平均年齢19.4歳(±1.4歳)の被験者に11人に、いつも通りの生活は2〜4週間続けてもらった後に、毎晩少なくとも10時間眠るようにする生活を5〜7週間続けてもらいました。
その結果、学生のパフォーマンスに劇的な改善が見られました。
・スプリント走(約86m)のタイムが、16.2秒(± 0.61秒)から15.5秒(± 0.54秒)と9.6%の向上。 ・フリースロー(10本中)の成功率が、 7.9本( ± 0.99本)から8.8本(± 0.97本)と9%の向上。 ・スリーポイントシュート (15本中)の成功率が、10.2本(± 2.14本)から11.6本(± 1.50本)と9.3%の向上。 ・練習時の自己評価(10点中)が6.9点から8.8点へと向上。 ・試合時の自己評価(10点中)が7.8点から8.8点へと向上。 ・その他、気力が向上、疲れが低下、緊張が低下など、精神バランスも向上。 |
圧倒的にパフォーマンスが向上しています。睡眠時間をいつもより長くするだけで、技能レベルに大きな向上をもたらす効果が出たと言えます。
一方、選手本人も厳しいトレーニングの中、知らぬ間に睡眠が不足しており、そもそも実力通りのパフォーマンスが発揮できていなかった、という仮説もあるため、さらなる研究が期待されています。
2. 睡眠の脳力への効果
それでは次に、睡眠が脳のパフォーマンスに与える効果をご紹介します。
2−1. 学習内容の定着を促す
睡眠により学習内容の定着が促進されることがバンベルグ大学の実験により証明されています。
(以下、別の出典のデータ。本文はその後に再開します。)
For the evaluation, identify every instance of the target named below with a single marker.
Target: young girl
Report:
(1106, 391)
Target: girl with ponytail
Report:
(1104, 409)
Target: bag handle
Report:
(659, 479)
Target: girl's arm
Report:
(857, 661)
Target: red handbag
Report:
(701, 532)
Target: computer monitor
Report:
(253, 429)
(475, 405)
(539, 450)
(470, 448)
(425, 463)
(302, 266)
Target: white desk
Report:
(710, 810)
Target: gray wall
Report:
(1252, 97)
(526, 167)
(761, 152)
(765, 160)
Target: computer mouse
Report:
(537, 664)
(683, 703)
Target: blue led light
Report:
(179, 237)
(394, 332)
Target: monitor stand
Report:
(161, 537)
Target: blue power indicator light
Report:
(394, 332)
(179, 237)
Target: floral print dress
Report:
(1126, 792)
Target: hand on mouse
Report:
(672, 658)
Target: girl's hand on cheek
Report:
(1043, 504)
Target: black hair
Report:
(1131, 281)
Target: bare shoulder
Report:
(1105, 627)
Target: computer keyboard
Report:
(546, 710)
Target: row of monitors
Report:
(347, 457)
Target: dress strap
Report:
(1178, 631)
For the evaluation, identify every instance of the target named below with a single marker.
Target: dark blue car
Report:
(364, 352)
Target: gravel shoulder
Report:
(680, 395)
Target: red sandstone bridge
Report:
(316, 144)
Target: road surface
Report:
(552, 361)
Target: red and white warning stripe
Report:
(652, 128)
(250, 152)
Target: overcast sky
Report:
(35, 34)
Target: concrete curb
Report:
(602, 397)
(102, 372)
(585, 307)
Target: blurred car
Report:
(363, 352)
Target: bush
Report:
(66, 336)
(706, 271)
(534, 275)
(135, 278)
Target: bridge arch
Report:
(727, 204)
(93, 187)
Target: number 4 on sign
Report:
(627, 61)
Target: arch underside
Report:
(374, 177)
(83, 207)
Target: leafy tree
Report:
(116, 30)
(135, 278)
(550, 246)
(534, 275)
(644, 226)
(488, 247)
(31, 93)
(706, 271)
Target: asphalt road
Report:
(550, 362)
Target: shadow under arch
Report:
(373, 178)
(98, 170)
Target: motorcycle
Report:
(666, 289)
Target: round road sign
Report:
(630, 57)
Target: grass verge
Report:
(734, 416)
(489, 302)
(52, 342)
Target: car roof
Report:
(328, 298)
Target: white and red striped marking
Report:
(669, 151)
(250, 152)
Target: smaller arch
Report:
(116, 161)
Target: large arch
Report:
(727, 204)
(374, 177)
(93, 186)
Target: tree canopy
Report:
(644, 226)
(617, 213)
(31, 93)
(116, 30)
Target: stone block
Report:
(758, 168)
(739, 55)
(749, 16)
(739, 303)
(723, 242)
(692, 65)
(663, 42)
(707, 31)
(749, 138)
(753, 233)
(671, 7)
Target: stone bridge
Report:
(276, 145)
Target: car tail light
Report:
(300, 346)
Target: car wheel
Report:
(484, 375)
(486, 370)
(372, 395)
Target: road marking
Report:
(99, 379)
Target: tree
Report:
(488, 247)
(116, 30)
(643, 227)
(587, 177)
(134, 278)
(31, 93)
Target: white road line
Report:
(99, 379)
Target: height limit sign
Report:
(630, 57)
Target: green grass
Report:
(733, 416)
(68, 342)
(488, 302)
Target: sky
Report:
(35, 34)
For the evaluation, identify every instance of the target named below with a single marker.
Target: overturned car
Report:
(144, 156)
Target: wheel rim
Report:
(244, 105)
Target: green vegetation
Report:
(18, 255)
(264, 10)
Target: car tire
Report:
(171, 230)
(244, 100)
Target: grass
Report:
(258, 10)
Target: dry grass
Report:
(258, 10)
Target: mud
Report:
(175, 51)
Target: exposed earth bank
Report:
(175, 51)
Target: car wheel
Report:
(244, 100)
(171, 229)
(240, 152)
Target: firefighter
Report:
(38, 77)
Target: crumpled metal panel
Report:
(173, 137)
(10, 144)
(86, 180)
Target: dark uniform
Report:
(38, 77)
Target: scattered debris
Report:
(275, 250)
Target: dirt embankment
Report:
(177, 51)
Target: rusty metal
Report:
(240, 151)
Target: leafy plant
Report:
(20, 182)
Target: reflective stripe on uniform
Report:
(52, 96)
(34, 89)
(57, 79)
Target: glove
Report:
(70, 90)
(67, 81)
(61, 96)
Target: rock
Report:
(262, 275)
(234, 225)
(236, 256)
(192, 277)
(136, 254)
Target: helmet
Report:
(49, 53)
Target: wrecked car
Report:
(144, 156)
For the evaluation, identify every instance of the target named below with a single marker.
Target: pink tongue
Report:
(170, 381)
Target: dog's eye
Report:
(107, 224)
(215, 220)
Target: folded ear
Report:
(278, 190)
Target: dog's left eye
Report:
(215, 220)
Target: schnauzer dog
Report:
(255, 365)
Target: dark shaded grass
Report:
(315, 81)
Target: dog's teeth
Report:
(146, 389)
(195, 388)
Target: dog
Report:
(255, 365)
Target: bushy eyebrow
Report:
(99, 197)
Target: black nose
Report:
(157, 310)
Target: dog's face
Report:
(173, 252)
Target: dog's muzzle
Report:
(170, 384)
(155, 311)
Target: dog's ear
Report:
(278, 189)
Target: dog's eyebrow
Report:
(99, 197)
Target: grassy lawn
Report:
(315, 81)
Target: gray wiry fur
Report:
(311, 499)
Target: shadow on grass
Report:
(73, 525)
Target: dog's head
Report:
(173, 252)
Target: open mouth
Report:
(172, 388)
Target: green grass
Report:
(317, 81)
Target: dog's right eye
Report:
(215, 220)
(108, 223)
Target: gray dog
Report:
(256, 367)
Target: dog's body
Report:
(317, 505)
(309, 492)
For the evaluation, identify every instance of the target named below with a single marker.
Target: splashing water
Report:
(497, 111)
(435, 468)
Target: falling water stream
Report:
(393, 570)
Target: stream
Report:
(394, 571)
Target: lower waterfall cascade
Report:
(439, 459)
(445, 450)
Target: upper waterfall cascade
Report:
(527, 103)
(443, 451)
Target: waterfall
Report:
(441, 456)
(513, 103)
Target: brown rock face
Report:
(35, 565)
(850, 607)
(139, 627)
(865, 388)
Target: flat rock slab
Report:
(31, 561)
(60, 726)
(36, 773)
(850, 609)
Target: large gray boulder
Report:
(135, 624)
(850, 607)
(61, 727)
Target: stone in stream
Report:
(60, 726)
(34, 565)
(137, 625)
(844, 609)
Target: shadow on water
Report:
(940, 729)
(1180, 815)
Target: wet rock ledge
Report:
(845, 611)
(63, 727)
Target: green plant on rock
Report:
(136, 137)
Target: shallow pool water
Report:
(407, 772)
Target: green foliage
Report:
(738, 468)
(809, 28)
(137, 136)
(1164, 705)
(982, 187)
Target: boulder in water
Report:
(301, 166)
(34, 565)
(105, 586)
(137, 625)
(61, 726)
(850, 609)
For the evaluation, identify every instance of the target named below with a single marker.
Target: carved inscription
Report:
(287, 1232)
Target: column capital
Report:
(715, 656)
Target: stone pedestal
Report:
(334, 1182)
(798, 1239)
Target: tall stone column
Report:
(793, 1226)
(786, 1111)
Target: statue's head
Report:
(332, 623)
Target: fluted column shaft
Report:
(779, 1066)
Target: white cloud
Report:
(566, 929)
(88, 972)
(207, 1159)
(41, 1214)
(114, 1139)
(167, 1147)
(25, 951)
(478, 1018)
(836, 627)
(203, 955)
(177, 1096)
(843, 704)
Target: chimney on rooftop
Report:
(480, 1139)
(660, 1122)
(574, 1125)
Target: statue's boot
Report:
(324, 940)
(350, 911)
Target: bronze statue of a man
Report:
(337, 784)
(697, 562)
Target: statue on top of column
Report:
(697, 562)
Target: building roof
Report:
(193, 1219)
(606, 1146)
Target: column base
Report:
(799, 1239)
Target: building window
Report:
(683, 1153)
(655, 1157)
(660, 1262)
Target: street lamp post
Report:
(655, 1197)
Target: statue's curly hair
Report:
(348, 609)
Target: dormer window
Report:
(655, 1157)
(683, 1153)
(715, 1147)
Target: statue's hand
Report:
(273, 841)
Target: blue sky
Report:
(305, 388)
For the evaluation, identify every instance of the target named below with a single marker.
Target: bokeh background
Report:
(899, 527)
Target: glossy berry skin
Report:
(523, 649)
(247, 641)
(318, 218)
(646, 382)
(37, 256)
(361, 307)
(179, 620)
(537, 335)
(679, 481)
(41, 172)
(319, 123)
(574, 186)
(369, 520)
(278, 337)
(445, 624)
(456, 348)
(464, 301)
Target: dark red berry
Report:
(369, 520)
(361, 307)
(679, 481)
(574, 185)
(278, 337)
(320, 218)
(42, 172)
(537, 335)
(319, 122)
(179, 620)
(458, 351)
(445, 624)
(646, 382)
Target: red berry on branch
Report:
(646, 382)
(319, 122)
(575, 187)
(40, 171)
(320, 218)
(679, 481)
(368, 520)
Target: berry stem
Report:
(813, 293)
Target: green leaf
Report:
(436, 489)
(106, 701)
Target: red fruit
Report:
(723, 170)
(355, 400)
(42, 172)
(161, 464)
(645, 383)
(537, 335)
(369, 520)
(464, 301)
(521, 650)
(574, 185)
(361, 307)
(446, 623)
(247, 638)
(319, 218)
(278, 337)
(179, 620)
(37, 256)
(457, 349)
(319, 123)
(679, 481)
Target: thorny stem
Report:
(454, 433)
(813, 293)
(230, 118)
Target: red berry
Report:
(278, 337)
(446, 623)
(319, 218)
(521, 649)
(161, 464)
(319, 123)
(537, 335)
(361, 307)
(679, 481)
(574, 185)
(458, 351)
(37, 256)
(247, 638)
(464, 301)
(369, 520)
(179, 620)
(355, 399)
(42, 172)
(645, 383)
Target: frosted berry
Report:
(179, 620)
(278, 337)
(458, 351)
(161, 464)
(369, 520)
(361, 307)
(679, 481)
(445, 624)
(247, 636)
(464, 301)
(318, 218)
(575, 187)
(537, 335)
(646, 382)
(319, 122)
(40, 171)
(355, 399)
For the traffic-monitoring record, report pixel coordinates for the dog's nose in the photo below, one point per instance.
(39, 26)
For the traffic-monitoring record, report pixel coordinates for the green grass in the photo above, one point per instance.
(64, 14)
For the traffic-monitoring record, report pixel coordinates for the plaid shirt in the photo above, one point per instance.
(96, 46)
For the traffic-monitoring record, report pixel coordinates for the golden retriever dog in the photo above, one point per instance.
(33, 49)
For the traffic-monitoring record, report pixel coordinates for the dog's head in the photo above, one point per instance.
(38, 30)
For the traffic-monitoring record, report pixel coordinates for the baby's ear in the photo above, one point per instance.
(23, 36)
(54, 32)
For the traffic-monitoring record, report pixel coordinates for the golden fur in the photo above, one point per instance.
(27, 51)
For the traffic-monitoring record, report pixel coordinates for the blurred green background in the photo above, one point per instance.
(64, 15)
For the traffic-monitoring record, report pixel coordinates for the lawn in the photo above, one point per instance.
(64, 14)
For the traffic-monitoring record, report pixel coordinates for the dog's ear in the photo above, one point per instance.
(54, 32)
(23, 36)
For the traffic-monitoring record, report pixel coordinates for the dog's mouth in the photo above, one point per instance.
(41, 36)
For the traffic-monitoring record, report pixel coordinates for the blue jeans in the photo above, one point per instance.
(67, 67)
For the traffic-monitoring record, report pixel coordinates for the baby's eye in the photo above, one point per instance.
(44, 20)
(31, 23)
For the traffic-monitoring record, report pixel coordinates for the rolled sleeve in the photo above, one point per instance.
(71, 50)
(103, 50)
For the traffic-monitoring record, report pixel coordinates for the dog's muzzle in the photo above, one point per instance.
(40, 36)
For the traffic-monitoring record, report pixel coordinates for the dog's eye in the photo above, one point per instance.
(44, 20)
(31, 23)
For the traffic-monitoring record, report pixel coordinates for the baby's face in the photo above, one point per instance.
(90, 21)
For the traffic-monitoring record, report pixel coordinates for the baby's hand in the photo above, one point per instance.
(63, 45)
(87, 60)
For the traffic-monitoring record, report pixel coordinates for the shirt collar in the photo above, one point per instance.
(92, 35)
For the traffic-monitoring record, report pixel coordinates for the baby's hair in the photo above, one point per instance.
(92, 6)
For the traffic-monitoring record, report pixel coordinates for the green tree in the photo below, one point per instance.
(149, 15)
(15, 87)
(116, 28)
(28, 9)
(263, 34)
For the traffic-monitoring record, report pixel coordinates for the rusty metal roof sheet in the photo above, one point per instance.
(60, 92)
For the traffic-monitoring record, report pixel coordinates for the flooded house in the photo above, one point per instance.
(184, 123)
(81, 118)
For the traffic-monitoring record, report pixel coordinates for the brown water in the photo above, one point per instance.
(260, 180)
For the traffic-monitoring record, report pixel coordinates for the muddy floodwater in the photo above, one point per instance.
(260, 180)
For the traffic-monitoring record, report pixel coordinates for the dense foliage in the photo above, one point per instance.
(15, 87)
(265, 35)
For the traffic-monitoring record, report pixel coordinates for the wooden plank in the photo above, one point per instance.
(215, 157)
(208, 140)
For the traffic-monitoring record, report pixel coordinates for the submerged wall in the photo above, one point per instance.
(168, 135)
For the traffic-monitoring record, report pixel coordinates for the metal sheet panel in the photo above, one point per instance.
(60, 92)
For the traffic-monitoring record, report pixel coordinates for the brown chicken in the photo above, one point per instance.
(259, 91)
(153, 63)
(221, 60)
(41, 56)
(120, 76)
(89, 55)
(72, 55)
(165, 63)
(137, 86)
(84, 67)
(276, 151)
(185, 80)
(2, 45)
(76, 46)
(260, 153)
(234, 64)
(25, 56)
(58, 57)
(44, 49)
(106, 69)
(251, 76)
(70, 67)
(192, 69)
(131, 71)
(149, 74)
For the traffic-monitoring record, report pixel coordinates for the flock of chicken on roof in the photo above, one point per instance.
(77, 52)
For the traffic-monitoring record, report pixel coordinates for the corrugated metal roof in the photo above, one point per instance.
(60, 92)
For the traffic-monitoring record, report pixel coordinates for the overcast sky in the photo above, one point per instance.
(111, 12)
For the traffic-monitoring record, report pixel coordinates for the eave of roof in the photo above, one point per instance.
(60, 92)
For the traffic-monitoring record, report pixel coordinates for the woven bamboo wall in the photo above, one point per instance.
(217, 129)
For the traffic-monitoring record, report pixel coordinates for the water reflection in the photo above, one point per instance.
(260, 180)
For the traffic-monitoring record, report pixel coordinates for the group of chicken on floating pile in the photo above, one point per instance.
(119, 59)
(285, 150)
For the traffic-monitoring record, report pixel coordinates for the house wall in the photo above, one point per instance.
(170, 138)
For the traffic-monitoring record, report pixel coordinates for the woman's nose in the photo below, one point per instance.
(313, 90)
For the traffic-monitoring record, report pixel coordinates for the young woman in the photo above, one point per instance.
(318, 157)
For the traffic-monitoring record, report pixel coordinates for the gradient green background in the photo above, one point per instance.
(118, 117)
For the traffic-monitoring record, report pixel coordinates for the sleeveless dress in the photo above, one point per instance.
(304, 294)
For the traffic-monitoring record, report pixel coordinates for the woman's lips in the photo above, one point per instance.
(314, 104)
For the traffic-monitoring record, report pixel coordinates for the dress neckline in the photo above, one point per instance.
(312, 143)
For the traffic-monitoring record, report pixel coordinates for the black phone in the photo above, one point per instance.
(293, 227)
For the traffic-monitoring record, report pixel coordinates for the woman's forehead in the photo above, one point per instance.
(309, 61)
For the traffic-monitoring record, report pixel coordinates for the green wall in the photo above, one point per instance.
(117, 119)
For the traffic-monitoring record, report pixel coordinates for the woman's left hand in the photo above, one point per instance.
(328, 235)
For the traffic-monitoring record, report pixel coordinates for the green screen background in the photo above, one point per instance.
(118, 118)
試験内容は、「鳥 – 鷲」のように対になった単語リスト(計24対)を記憶し、「鳥」と問われたら「鷲」と答えるもの。研究チームは、以下のように試験前の睡眠状況の異なる4つのグループを作りました。
A:「単語の学習」→「3時間睡眠」→「試験」 B:「単語の学習」→「3時間起きたまま」→「試験」 C:「3時間睡眠」→「単語の学習」→「3時間睡眠」→「試験」 D:「3時間睡眠」→「単語の学習」→「3時間起きたまま」→「試験」 |
※注意:睡眠の最初の3時間は深い睡眠、その後、浅い睡眠になります。つまり、グループAは学習の後に深い睡眠を、グループCは学習の後に浅い睡眠をとったことになります。
そして、単語学習時と試験時の成績の向上率を比較したところ、各グループで以下のような差が生まれました。
試験前に深い睡眠をとったグループAの成績の向上率がダントツに高い結果になりました。
グループAの成績平均は17.6語→23.3語と、ほぼ満点になるほどの向上率(32.4%)です。一方、グループBは17.7語→20.6語と、スタート地点の成績は同じにも関わらず向上率(16.5%)は半分でした。
このように睡眠(特に深い睡眠)により記憶の定着が促される、ということが明らかにされました。
2−2. 洞察力を鋭くする
さらに、ドイツのリューベック大学神経内分泌学部の研究チームの報告により、睡眠が洞察力を高めることが明らかにされています。
研究チームは、一見難しいが隠れた法則性に気づくと解ける問題を、以下の3つの条件の異なるグループ(1グループ22人)に取り組んでもらいました。
A:「朝に3回、問題の訓練を行う」→「8時間起きたまま」→「夜に問題を解く」 B:「夜に3回、問題の訓練を行う」→「8時間起きたまま」→「翌朝に問題を解く」 C:「夜に3回、問題の訓練を行う」→「8時間眠る」→「翌朝に問題を解く」 |
つまり、グループCだけが問題に取り組む前に睡眠をとっています。その結果が、以下のグラフが示すように、各グループ内の正当者率に大きな違いが現れました。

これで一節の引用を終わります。